Yes they had a good product to start but in the nd they don't have that relationship any longer. The new product has issues and so does just about every other new product. Not making an excuse for them I could care less why it's broken but as long as they try and fix it I have to give them the benifit of the doubt.

I would love to see them redo their relationship with Tivo and offer two different DVR's (as long as the Tivo one would be supported) but I seriously doubt that will ever happen.


----------



## Clint Lamor (Nov 15, 2005)

mikewolf13 said:


> yes and a long time ago a bunch of people building planes crashed...but once thousand of planes are built, you felt pretty safe they wouldn't be comparing themselves to kitty hawk anymore


Yet planes still do crash all the time and new planes still have issues and have to be made better. Odd thing it is.


----------



## Clint Lamor (Nov 15, 2005)

Wolffpack said:


> I understand your point Earl. But I also do understand those posts to a certain point.
> 
> Frustration seems to be the common denominator here. We're coming up on the new Fall TV season and hoping for first runs and dependable recordings. Both of which the R15 hasn't been able to provide since it's introduction in November of 2005.
> 
> ...


Fred Flintstone days? How about the last new release I got that had issues? They where nowhre near as annoying as what the R15 has but then if my Tivo started having the issues the R15 has I would be mighty mad as "THEY" not some other company with different programmers and different methods of doing things would have broke it.
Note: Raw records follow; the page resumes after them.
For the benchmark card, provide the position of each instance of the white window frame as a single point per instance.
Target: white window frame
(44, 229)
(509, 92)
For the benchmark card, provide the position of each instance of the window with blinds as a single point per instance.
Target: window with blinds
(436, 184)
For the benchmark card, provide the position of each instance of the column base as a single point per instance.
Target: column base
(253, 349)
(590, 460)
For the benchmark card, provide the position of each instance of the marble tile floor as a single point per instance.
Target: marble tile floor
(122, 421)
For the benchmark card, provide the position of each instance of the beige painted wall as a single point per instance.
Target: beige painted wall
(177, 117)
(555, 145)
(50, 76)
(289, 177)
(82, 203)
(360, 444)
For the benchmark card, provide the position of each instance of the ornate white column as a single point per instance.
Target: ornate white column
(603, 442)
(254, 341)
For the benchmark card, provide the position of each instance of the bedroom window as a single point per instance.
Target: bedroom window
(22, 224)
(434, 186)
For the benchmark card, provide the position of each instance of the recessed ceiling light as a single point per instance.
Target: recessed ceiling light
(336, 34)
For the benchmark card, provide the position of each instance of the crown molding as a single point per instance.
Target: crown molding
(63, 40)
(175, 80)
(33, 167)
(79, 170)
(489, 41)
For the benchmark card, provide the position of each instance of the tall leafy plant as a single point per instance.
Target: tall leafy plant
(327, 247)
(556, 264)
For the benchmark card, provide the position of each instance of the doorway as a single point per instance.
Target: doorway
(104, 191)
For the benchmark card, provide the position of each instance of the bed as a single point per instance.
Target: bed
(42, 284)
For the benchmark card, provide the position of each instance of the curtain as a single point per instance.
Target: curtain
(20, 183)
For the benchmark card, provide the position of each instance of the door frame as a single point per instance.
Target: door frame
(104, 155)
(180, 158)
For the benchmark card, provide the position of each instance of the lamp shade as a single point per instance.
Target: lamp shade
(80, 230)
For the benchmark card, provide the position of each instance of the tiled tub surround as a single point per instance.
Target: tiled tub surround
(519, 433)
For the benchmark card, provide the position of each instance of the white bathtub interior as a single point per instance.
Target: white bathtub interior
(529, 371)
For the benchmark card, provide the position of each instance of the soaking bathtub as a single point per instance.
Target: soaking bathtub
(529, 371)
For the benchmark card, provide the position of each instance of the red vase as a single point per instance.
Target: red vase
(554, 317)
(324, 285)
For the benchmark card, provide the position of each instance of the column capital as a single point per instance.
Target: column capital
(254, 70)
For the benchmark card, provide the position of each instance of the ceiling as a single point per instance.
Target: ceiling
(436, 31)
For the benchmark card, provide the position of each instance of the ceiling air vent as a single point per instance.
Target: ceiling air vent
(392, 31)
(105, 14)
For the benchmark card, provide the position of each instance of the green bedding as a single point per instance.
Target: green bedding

I understand your frustration VERY much I am just saying that like most every other software product out there it's getting better over time and with patches. Now as for the new distro time it's taking. Well I will shut up on that one


----------



## cabanaboy1977 (Nov 16, 2005)

d0ug said:


> Why support 2 product lines when the HD product line can technically output SD and HD signals. Just use whatever output signals your TV set can support and have one non-DVR reciever, and one DVR reciever for the market to pick from. not to mention they can focus their bug fixing on fewer platforms.


I've wonder that myself. HD tech has been around for awhile now I thought they'd be able to put together the HD box for near to what they put SD box out for. At some point it would make sense to do this anyway since SD with be dead at somepoint (not anytime soon).


----------



## dmichaels1 (Jan 26, 2006)

All I was saying about the unit is that the software team has had 9 months to clean up the problems on the R15 since release and God knows how many months BEFORE the official release to get the software working and we are still seeing problems. I have no doubt that given another year, they will finally get it right (and add the missing features they've been working on). It seems to me that if D* was serious, they would devote more software engineers to the issue and fix it once and for all. 

I just hope they are using 90 percent or more of this code on any new models they come up with (including HD), and not reinventing the wheel. I would hate to see them starting from scratch again with another unit.


----------



## walters (Nov 18, 2005)

dmichaels1 said:


> I just hope they are using 90 percent or more of this code on any new models they come up with (including HD), and not reinventing the wheel. I would hate to see them starting from scratch again with another unit.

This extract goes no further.